Nearly 100 children and U.S. Rep. Will Hurd (R-San Antonio), a former undercover CIA operative, were ready to learn and solve mysteries at The DoSeum’s Master Spy Symposium on Saturday morning.
The SpyAcademy exhibit is part of The DoSeum’s continued efforts to make learning math and science fun. The children, between ages seven to 11, were invited to meet with Rep. Hurd and work to create new clues for the exhibit. The children in attendance were selected because they solved every problem in last year’s Spy Academy exhibit.
A native San Antonian, Hurd shared stories about his international travels as a spy and close encounters in foreign countries, finishing with the importance of education in achieving your goals.
“Do you know that some of the best spies I knew were girls? Yeah, that’s right girl power,” Hurd said, as cheers from the girls filled the room.

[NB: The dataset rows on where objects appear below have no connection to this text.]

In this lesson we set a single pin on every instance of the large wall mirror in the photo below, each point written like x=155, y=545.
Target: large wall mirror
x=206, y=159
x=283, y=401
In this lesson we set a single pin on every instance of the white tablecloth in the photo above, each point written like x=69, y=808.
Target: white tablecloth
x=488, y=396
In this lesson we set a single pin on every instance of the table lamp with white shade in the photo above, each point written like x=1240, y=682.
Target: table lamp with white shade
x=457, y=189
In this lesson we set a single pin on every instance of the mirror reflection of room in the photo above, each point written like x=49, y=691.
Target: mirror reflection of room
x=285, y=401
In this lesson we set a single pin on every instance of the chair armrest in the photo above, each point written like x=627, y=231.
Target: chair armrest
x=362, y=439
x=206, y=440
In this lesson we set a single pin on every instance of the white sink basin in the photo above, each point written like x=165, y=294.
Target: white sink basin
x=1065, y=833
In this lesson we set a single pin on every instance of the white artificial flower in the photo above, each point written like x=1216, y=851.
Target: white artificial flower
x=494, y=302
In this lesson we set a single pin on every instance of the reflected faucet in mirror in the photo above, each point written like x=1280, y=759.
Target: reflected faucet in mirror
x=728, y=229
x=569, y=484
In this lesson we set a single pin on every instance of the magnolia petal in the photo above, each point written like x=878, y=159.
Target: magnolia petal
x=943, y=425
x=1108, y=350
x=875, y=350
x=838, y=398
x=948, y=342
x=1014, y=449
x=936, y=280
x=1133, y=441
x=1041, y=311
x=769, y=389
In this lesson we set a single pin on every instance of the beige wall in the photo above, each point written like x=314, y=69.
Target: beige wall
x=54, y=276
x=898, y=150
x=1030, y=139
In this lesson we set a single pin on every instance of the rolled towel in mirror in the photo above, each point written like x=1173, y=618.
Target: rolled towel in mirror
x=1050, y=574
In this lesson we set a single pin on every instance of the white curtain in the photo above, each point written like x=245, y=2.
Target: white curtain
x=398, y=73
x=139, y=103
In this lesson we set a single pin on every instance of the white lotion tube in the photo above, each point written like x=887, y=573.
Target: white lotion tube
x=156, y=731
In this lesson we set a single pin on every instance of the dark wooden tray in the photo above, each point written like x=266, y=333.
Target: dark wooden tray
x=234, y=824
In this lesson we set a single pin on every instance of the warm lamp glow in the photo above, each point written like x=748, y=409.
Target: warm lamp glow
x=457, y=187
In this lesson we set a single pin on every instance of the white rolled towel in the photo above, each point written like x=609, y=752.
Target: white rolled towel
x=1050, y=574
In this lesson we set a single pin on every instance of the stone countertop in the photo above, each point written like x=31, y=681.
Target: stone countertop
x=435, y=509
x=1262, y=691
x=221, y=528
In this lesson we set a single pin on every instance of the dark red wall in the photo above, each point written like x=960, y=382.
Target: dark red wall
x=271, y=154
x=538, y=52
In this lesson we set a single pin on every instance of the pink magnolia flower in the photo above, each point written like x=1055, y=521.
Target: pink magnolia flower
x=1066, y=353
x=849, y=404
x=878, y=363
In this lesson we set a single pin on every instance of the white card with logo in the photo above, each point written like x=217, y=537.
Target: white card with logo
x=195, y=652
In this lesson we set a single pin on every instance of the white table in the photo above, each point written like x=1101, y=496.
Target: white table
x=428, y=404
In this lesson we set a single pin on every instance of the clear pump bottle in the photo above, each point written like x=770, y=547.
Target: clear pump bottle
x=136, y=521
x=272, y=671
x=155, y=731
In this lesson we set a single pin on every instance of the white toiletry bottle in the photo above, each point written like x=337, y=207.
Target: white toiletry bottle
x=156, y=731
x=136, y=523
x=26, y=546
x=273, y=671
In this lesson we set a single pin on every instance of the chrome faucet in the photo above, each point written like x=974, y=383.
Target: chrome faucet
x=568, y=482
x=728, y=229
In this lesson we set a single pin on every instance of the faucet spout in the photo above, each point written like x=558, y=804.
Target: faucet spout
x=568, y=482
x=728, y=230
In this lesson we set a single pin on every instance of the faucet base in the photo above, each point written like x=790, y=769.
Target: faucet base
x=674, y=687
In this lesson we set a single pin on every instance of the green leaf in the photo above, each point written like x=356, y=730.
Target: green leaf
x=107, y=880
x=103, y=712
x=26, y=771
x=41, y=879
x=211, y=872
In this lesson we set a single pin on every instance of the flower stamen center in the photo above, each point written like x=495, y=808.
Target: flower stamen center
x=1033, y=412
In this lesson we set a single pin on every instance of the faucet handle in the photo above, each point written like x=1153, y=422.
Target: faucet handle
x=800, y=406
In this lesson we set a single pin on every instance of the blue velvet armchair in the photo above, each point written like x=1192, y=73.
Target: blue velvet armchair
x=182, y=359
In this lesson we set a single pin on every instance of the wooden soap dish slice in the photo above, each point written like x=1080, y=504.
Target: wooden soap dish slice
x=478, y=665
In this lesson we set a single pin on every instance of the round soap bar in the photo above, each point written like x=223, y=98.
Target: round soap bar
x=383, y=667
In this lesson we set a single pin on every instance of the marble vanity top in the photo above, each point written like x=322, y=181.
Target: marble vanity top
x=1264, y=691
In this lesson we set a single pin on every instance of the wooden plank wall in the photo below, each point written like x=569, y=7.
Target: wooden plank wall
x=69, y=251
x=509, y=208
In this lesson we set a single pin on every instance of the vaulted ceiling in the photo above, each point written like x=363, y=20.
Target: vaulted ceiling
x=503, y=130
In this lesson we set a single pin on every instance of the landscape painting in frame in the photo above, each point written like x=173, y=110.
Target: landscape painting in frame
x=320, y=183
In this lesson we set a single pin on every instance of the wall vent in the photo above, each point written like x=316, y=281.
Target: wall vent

After Hurd’s words of encouragement, the kids were sent off with a mission to create new clues for the Spy Academy exhibit, a room full of challenges that stress problem solving, patter recognition, coding and communication. In one exhibit area, children worked to find patterns in photographs of spies in disguise while another area saw children working on a math problem involving weight comparison and codes.
The new clues for the Spy Academy exhibit will be installed Spring 2017.